In December 2019 the National Science Foundation sponsored an invitational conference on implementing effective data practices, convened by the Association of Research Libraries (ARL), the California Digital Library, the Association of American Universities (AAU), and the Association of Public and Land-grant Universities (APLU). Forty experts representing libraries, research offices, scientific communities, tool builders, and funding agencies spent 1.5 days in a workshop environment designing guidelines for institutions to implement persistent identifiers (PIDs) for data sets and machine-actionable data management plans (DMPs). The program agenda with links to presentations can be found on the ARL website.
The project will result in a set of guidelines for the broad adoption and implementation of these effective practices within research institutions. The conference coordinating committee is meeting in mid-April to draft the first set of guidelines, which will be made available for wide community input over the spring and summer, and finalization in the fall of 2020. The committee’s intent is to contribute the guidelines to the forthcoming AAU-APLU Institutional Guide to Accelerating Public Access to Research Data (fall 2020).
Five key takeaways from this conference include:
1. Center the researcher
With only 40 people in attendance at an event designed for multiple stakeholder groups, active researchers were a small fraction of attendees. However, there was a shared understanding that researchers need to see our recommended data practices as worthwhile to them, and worth their effort. For our project’s guidelines to have legitimacy, researchers need to be at the center of our thinking and of our models, which means addressing scientific merit first and administrative burden a very close second. This means that tools, education, and services need to be built around data management planning in a way that accommodates the scholarly workflow, and not the other way around. Active data management plans, conference participants agreed, would serve as a communication and collaboration vehicle for multiple units across an institution to form a more coherent research support environment.
The project’s implementation guidelines will endeavor to disambiguate researcher needs and contributions to the DMP process from the needs and responsibilities of collaborative research support services.
2. Closer integration of library and scientific communities
Like offices of research and research computing, academic and research libraries serve all disciplines within an institution.
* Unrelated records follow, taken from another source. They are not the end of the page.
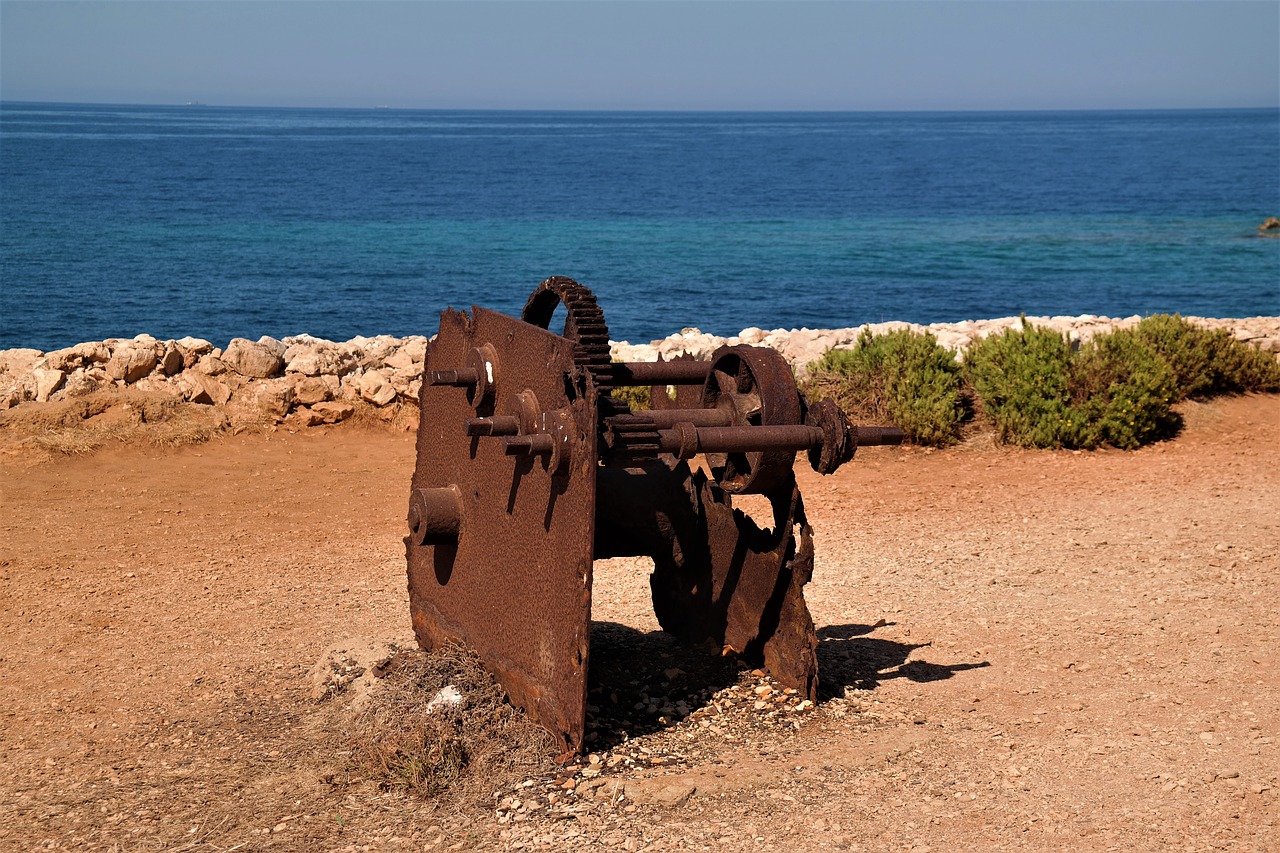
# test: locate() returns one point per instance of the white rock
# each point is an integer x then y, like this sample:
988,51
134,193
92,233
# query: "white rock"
252,359
375,387
274,396
18,361
201,388
132,363
48,382
444,699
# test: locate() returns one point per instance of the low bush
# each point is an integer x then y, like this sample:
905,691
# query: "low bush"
1037,392
1207,363
903,377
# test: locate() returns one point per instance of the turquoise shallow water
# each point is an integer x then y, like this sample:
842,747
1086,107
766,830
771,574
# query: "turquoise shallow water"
247,222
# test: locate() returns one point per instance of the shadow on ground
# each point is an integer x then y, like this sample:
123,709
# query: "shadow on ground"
848,658
639,679
639,683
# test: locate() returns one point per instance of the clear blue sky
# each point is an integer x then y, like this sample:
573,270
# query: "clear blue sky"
647,54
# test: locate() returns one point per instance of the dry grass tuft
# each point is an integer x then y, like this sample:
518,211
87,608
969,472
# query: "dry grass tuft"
83,424
465,752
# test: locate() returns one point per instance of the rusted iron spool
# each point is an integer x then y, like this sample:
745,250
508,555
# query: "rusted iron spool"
528,470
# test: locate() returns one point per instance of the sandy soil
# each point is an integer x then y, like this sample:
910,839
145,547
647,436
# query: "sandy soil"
1022,651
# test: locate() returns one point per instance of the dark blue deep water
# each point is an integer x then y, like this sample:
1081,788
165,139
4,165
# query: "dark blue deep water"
220,222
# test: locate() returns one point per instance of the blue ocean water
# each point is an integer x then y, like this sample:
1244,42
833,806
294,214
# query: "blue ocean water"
222,222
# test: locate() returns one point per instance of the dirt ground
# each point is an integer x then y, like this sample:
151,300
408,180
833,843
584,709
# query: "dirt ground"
1020,649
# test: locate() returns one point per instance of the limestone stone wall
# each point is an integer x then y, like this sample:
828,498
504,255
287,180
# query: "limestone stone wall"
311,381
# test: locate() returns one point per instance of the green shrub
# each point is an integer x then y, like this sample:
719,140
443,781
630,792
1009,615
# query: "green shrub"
904,378
1120,393
1207,363
1037,392
1020,378
636,397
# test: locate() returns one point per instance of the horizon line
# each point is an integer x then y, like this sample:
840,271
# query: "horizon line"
622,109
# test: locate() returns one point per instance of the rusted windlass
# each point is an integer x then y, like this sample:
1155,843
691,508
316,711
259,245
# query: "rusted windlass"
528,470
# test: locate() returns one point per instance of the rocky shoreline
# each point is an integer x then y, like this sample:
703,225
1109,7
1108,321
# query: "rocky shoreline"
307,381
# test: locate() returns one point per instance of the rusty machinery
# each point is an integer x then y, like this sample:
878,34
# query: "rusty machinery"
528,470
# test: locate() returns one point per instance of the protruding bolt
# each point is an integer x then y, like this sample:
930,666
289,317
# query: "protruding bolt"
534,445
434,515
496,425
462,378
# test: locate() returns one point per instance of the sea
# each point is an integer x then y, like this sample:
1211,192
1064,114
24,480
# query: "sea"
223,222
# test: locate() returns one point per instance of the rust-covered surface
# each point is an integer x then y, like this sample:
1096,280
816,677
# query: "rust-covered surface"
515,583
528,470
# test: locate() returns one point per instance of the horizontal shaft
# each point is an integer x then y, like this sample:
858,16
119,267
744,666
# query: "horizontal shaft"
659,373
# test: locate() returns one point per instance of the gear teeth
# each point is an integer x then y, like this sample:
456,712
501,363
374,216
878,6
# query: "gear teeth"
585,325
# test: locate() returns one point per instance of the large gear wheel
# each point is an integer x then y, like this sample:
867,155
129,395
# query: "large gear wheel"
584,324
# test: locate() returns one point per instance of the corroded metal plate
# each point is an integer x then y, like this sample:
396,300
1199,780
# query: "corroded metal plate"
516,584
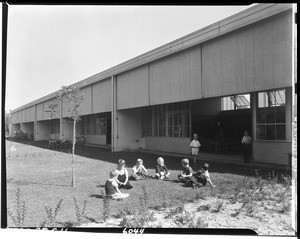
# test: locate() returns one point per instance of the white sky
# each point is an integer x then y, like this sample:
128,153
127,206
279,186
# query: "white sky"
52,46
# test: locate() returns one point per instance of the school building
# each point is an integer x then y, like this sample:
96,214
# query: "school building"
236,74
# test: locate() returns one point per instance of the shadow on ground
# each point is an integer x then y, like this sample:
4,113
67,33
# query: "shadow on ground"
172,162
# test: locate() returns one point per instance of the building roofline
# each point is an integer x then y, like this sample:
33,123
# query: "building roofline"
241,19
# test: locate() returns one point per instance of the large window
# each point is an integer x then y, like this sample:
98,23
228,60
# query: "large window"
270,115
93,124
235,102
168,120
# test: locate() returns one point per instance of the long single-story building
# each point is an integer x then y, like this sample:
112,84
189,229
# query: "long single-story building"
235,74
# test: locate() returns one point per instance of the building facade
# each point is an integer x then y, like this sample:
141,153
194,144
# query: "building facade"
237,74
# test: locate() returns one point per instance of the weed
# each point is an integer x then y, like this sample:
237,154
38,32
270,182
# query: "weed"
174,211
144,199
199,223
286,207
235,214
204,207
79,213
137,220
51,215
20,210
187,219
106,208
250,207
218,206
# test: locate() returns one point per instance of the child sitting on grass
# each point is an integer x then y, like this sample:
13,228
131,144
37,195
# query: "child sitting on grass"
201,177
111,187
161,171
123,179
139,171
186,174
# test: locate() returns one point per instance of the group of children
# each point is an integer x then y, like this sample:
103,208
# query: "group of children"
119,177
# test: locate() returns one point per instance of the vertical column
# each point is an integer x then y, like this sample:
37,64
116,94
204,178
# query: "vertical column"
288,115
114,118
61,123
253,100
35,125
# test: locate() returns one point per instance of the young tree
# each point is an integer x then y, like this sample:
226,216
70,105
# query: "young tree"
71,95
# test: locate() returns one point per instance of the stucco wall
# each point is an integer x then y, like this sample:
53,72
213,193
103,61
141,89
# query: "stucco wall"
43,130
168,144
128,132
96,139
28,128
271,152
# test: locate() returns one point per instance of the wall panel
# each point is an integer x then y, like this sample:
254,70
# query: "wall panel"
56,115
176,78
86,106
102,96
132,88
257,57
40,111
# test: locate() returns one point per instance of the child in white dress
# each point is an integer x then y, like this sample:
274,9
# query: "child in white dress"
195,145
139,171
111,187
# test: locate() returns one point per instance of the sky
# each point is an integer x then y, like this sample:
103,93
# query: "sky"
52,46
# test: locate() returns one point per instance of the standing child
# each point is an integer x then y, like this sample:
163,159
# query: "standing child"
139,171
111,187
246,141
123,175
195,145
161,171
201,177
186,174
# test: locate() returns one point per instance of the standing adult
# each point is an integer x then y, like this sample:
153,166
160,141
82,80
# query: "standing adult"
195,145
247,142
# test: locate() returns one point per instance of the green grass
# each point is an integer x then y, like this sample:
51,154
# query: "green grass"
44,178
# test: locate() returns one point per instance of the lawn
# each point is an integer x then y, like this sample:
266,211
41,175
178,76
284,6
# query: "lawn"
245,196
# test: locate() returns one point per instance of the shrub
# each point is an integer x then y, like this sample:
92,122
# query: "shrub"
144,199
174,211
106,208
286,206
187,219
137,220
218,206
79,213
18,216
205,207
51,215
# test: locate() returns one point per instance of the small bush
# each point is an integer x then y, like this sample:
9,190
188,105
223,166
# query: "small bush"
187,219
218,206
174,211
137,220
19,214
286,207
51,215
79,213
205,207
144,199
106,208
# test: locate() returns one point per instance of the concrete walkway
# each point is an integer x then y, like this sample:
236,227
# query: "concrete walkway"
222,158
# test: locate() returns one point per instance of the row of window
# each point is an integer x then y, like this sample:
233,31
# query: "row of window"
270,115
168,120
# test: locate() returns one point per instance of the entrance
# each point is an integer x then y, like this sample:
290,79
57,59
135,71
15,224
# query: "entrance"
220,131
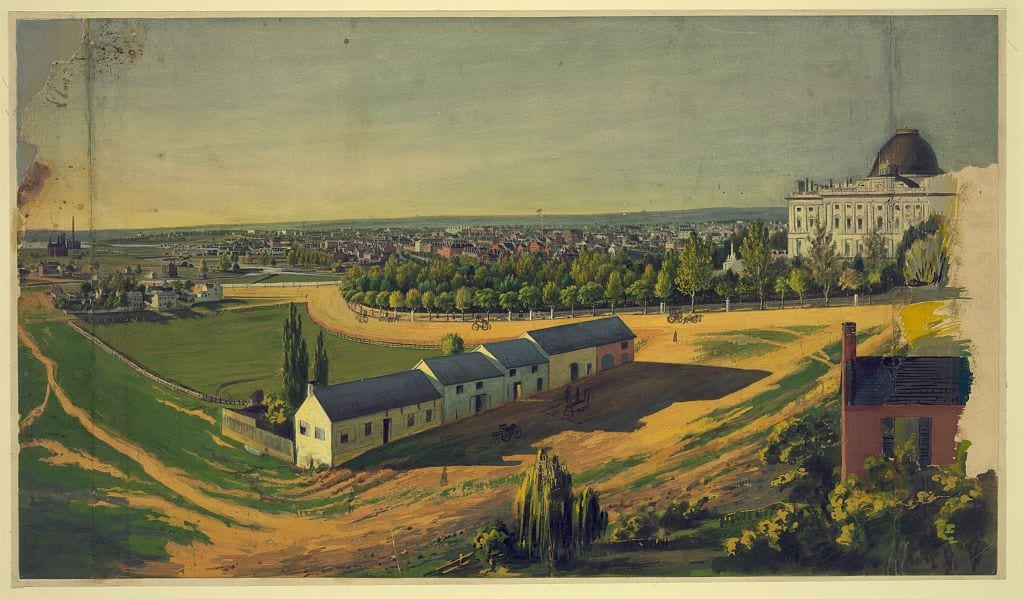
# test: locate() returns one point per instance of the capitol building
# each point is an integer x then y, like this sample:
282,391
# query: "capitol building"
902,189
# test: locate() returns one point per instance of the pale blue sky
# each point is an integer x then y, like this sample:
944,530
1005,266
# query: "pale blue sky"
249,120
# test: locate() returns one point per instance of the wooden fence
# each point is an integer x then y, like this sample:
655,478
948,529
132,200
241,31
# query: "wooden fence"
244,430
153,376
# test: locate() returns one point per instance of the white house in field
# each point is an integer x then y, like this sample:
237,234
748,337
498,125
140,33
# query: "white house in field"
468,382
524,367
337,423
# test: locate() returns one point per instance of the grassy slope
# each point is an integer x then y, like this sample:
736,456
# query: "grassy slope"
243,348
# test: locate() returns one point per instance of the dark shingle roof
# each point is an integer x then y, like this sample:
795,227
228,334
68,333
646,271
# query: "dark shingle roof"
376,394
922,380
580,335
462,368
515,353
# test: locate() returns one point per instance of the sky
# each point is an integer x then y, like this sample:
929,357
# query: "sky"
187,122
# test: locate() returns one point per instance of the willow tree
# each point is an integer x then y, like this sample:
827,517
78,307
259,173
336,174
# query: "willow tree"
553,524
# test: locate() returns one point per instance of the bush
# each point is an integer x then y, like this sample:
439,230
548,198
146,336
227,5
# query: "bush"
453,343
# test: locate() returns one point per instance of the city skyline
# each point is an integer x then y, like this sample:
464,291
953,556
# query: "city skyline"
389,118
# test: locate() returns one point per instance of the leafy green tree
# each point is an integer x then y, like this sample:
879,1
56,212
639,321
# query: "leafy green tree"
463,300
799,281
590,295
823,261
486,299
551,296
781,286
414,301
641,290
452,344
529,297
396,300
758,264
849,280
613,291
509,301
552,523
493,542
275,409
664,288
428,300
295,371
569,298
321,361
695,268
876,260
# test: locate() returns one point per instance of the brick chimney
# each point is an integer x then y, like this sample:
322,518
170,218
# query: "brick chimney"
849,356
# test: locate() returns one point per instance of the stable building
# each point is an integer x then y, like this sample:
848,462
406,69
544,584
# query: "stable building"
337,423
525,369
889,401
469,383
580,349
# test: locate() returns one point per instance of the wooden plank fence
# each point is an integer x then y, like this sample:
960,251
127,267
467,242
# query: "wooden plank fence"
151,375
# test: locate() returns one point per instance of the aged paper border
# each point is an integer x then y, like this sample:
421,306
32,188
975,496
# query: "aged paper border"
1011,560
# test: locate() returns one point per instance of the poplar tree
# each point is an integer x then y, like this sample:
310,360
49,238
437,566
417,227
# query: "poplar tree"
321,366
695,269
295,372
756,250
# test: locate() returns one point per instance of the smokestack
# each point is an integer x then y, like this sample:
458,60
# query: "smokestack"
849,357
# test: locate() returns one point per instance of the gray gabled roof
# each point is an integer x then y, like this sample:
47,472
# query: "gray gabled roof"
581,335
515,353
915,380
462,368
377,394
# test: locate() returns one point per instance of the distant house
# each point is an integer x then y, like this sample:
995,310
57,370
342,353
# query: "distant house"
525,369
889,401
580,349
337,423
163,299
468,382
134,299
208,292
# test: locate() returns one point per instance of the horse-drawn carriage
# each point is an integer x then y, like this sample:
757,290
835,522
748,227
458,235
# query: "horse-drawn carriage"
576,403
507,432
677,316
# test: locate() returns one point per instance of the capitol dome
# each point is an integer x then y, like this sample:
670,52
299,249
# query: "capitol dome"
906,153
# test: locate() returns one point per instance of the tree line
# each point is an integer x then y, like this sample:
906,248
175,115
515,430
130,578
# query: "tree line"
597,279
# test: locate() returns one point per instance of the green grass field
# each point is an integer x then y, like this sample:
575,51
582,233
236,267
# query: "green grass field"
232,354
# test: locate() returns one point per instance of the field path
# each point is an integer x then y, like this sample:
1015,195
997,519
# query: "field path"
35,412
170,478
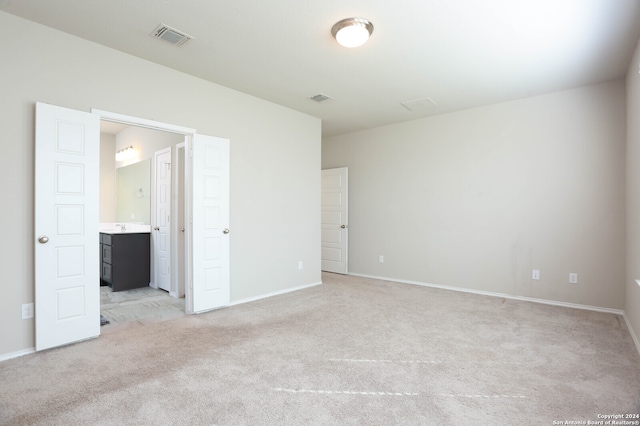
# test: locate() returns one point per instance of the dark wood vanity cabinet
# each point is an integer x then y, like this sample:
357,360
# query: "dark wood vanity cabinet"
125,261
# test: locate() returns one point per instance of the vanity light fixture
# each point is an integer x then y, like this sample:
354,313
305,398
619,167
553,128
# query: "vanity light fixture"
352,32
126,153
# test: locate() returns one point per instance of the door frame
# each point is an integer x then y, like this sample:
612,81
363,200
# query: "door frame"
188,143
178,228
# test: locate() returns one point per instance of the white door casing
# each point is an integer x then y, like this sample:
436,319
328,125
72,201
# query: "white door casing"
210,227
335,220
67,277
162,229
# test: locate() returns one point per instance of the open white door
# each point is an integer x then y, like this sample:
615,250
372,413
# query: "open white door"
67,272
334,220
210,227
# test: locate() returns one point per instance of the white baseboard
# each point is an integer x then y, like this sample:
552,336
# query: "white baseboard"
275,293
501,295
11,355
632,332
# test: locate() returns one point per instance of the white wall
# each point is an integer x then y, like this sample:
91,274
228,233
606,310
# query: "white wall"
145,141
632,296
477,199
107,178
275,159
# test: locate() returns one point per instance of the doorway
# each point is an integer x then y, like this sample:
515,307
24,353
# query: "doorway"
67,246
146,190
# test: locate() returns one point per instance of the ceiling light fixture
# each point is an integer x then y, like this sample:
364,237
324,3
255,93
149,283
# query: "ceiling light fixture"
352,32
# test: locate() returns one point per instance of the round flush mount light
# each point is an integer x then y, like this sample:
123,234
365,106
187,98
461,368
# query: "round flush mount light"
352,32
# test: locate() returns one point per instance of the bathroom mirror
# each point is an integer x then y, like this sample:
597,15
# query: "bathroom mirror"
133,190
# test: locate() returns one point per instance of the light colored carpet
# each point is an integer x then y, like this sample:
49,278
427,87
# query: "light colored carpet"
141,305
353,351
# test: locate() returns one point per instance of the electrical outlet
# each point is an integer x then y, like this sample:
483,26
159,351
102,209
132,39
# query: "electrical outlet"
27,311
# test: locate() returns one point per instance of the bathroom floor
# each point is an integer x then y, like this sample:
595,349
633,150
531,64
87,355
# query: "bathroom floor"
138,307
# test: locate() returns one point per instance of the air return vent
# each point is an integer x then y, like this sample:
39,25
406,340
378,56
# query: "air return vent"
421,104
171,35
320,97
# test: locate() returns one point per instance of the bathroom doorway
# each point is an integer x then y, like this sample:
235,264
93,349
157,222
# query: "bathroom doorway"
129,199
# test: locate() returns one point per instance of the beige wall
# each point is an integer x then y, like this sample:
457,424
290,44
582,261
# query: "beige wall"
477,199
632,297
275,159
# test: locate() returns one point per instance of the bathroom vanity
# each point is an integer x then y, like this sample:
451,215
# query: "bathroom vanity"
125,259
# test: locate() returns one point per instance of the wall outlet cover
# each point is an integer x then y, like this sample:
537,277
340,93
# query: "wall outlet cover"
27,311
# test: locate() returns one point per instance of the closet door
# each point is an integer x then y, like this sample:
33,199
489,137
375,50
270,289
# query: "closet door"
67,270
210,231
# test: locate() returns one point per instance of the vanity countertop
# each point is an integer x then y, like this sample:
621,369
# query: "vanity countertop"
129,228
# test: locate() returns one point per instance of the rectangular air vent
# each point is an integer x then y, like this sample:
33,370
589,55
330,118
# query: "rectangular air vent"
320,97
171,35
419,104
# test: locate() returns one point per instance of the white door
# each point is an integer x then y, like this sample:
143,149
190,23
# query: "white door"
67,271
335,220
210,228
162,230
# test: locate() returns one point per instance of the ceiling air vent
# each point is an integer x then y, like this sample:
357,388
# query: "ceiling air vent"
171,35
419,104
320,97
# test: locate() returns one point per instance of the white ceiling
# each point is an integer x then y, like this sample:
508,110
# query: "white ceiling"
460,53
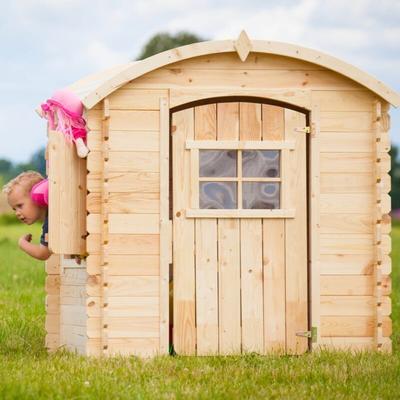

Conference participants focused on the need for greater alignment between disciplinary specialists (researchers and domain repository managers) and the library (stewardship) community.
The project’s implementation guidelines will encourage more conversation between repositories in libraries and domain repositories, particularly at the point at which data management plans are finalized, and then when stewardship responsibility transfers from the researcher to the repository and identifiers are assigned in the process of data curation.
3. Sustaining PID infrastructure means sustaining community and organizations
Persistent identifiers for people, organizations, and data (or instruments, code, and more) are essential to interlinking research across disciplines and domains. Some identifiers are domain-specific, while others (such as ORCID, which uniquely identifies people) are universally recognized as valuable across all stakeholder groups.
The project’s implementation guidelines will encourage support and/or advocacy for organizations that sustain identifier registries as essential pieces of scholarly infrastructure, as well as open licensing of metadata that enables interoperability across systems. The guidelines will also encourage institutionally developed or vended research support systems to include fields for PIDs in order to accelerate their adoption.
4. Unbundle the DMP (compliance, business process, scientific merit)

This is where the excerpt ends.